Now, it has been a little over a year. That year consisted of an uneasy job market, high (then tapering unemployment rates), and the impending doom of student loans.
What have these young adults been doing in the past year?
On the Job Search
Searching for entry-level jobs is the most obvious task that 2020 grads have been doing. Typically, a job search for a full-time job takes an average of 6 months, but for this group and many others during this time, it has been drawn out.
Entry-level positions were more difficult to find in 2020, entry-level job prospects fell by 73% by May 2020. The competition was high, as recent college graduates raced for them. As of May 2021, almost half of 2020 graduates are still looking for jobs, according to the Pew Research Center.
Economists note that graduating in a recession has lifelong impacts, as noted during the Great Recession in 2007-2009.
It can be difficult for the recent grads to recognize that their struggle on the job search has little to do with them, but more to do with the short and long-term impacts of the global pandemic.
Working Temporary Jobs
While on the job search for a full-time position, many take up temporary jobs. This is a common trend, pandemic or not because the job search process is lengthy. The point from application to a job offer is slow and typically takes a few months.
Typically college grads take up a part-time retail or restaurant job to fill their time before getting their first career role. Though, 2020 grads did not have that option. The retail, restaurant and hospitality industry quickly shrunk during 2020.

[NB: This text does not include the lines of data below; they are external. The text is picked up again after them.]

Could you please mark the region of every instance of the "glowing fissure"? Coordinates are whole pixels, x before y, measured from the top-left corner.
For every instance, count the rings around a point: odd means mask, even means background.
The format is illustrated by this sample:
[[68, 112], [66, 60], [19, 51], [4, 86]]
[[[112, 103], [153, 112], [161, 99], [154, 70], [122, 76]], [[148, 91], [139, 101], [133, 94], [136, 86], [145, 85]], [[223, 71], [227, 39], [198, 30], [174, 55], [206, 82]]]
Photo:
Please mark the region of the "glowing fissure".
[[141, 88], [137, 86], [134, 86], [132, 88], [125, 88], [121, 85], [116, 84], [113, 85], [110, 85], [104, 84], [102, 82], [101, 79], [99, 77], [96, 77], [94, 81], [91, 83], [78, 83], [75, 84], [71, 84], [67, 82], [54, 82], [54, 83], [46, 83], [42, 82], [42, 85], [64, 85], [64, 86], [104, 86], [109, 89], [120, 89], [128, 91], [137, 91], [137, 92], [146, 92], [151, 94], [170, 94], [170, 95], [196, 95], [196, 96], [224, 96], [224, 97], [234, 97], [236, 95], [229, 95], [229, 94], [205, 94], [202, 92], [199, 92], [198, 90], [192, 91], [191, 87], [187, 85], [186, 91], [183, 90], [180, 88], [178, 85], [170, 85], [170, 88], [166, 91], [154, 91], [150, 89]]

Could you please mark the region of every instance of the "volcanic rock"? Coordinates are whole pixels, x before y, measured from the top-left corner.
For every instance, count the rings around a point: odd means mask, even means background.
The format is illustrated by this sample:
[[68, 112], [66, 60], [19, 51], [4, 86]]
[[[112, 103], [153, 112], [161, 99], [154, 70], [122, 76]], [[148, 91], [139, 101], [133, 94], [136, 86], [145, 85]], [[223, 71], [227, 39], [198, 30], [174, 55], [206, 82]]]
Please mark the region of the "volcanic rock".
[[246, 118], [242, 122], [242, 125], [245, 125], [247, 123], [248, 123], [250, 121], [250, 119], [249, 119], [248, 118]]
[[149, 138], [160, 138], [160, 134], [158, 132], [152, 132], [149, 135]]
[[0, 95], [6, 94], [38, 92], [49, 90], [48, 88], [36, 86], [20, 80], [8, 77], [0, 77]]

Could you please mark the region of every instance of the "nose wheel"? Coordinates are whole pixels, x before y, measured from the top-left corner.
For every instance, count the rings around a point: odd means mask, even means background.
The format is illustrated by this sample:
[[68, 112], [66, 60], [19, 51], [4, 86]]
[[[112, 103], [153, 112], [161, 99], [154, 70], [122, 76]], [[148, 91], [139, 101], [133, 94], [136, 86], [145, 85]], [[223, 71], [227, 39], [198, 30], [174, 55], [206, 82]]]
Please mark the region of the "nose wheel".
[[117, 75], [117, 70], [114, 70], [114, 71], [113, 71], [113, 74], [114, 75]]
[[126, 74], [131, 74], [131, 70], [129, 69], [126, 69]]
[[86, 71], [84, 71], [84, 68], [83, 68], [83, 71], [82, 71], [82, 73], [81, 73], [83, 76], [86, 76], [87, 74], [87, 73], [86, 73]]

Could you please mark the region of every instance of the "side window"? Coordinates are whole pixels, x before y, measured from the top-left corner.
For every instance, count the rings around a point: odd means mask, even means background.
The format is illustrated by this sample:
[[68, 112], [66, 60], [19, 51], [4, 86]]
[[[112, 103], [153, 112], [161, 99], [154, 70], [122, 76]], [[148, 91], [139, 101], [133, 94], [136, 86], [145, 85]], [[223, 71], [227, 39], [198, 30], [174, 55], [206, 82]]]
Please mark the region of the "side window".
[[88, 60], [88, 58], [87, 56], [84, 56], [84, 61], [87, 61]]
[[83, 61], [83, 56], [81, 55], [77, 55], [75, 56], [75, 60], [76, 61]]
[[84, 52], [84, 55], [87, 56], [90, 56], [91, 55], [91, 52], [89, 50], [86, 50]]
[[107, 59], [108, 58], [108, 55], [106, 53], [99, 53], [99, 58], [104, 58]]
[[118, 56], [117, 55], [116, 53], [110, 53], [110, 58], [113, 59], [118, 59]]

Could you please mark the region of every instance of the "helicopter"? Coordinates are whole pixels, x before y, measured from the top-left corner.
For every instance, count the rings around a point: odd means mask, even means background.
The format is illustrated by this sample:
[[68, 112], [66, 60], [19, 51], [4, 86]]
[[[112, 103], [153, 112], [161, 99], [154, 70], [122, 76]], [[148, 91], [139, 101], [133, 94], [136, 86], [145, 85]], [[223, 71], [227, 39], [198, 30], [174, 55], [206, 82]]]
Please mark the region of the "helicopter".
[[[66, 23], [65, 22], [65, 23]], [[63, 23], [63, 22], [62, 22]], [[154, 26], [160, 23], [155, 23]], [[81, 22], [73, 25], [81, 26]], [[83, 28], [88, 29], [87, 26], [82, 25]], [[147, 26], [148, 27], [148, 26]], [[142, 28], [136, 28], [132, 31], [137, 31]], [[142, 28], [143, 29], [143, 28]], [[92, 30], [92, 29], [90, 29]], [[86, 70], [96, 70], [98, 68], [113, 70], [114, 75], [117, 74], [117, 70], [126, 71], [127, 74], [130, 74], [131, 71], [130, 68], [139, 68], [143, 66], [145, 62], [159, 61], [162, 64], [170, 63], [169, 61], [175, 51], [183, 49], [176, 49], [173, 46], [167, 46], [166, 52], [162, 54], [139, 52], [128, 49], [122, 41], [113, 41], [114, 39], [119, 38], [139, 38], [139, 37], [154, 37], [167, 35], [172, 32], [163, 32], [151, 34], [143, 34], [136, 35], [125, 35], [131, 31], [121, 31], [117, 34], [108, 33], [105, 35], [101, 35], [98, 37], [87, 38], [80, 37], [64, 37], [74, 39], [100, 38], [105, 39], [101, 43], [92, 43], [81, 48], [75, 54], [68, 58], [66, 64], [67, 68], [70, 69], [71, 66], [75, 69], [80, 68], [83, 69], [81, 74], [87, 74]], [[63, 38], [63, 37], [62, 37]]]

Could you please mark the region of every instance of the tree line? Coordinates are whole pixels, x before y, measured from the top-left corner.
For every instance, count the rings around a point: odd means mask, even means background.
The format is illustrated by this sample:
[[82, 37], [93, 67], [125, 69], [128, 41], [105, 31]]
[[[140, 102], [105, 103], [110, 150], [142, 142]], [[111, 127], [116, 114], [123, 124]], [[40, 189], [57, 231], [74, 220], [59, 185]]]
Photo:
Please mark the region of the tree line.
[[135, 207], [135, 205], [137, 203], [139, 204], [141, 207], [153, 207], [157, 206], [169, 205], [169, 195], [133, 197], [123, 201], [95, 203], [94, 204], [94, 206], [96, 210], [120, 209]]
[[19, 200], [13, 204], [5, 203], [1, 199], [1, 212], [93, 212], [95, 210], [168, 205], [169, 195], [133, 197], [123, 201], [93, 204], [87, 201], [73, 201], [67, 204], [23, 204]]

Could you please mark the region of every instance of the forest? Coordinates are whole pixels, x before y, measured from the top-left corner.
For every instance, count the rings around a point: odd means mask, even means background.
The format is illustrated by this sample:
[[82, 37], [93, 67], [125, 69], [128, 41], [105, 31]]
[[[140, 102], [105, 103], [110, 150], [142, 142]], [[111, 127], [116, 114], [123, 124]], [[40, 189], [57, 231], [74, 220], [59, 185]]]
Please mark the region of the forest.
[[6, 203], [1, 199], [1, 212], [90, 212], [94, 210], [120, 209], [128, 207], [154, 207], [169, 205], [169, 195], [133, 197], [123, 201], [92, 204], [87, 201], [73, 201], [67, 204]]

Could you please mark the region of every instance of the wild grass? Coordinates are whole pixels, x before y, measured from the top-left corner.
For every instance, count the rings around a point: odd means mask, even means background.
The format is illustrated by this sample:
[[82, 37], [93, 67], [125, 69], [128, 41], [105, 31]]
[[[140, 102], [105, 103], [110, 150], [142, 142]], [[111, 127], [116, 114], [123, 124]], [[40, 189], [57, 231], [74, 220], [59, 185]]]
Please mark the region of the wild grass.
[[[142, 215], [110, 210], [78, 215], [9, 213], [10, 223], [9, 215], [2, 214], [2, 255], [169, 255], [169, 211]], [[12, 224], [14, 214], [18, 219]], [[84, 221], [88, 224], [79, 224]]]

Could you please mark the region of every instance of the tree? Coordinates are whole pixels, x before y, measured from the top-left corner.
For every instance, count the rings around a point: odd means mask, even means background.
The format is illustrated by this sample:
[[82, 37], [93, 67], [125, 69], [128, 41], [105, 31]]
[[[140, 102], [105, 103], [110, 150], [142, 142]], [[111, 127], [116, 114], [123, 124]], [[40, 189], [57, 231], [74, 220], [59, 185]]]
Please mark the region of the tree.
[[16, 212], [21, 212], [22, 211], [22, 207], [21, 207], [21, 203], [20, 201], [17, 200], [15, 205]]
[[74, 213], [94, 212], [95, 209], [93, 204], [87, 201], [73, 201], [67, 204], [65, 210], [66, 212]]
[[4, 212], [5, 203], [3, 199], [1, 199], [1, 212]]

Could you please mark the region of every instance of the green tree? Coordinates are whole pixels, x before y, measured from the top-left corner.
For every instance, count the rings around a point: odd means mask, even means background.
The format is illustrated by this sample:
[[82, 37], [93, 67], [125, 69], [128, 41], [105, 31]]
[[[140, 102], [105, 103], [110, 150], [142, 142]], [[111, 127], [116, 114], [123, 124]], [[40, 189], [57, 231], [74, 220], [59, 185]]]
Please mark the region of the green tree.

For Miranda Copeland, a 2020 graduate from the University of Wisconsin – Eau Claire in May 2020, she’s spent her time working temporary roles. She spent the summer of 2020 unemployed before getting a bank teller job at a local bank. That role filled her time while she searched for a graphic design career.
“Your first job does not have to be your dream job… You never know what you’re getting into, but that’s a good thing” said Copeland.
After a few months of applying and interviewing, she was hired for a graphic design internship. Unfortunately, that internship ended due to budget cuts. This is leaving her still searching for her new job, her third in the last year.
“[The job market] was not what I thought it would be, to say the least… it felt like somebody just give me a chance,” said Copeland.
Thankfully, the job market has bounced back now, and hopefully, it will stay that way even with the delta variant looming ahead.
Adjusting Career Paths
Some industries were hit harder than others, such as the entertainment industry. This resulted in new grads, and many others, adjusting their career paths. Some roles will not bounce back after the pandemic. While some realized that they are suited for remote work and do not want to return to the offices.
Right now there is an overall shift in the job market. Many with their bachelor’s degrees are going back to graduate school to gain more knowledge on a new industry they desire to join.
As Copeland struggled in her job search, she advises that others, “open your eyes to different opportunities.”
Advice for 2020 Grads
One of the best ways to spend time during a job search is to improve upon your application materials such as cover letters, resumes, and CVs. It seems frustrating short term, but long term it can shorten the process.
“Be patient” said Copeland. She understands the difficulty all 2020 grads go through and encourages them to continue making the best out of any temporary roles.